F@5mm comparison: AURORA vs Neural Feels
F@5mm over time on Pepper under a 30 s interaction budget. AURORA reaches 0.89, compared with 0.76 reported by Neural Feels.

Efficiency. Neural Feels reports 417.13 s wall-clock reconstruction time from a 30 s observation window, while AURORA completes reconstruction in 71.82 s including mesh extraction, achieving about 5.8× lower latency. This efficiency mainly comes from our lightweight point-cloud fusion and planning pipeline, instead of optimizing a dense neural SDF.

Note.

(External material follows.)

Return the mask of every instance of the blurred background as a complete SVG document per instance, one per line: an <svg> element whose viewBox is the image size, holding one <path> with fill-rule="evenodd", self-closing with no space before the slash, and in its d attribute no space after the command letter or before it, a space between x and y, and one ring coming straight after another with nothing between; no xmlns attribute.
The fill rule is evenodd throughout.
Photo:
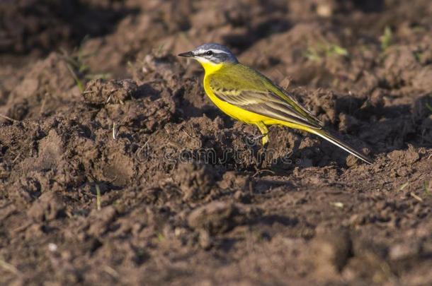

This is a reference comparison rather than a strictly controlled benchmark, since the two systems differ in hardware, tactile sensing, manipulation policy, task focus, and object instances. Therefore, the result should be interpreted as showing higher reconstruction efficiency in our current setting, rather than claiming that AURORA is universally superior to Neural Feels.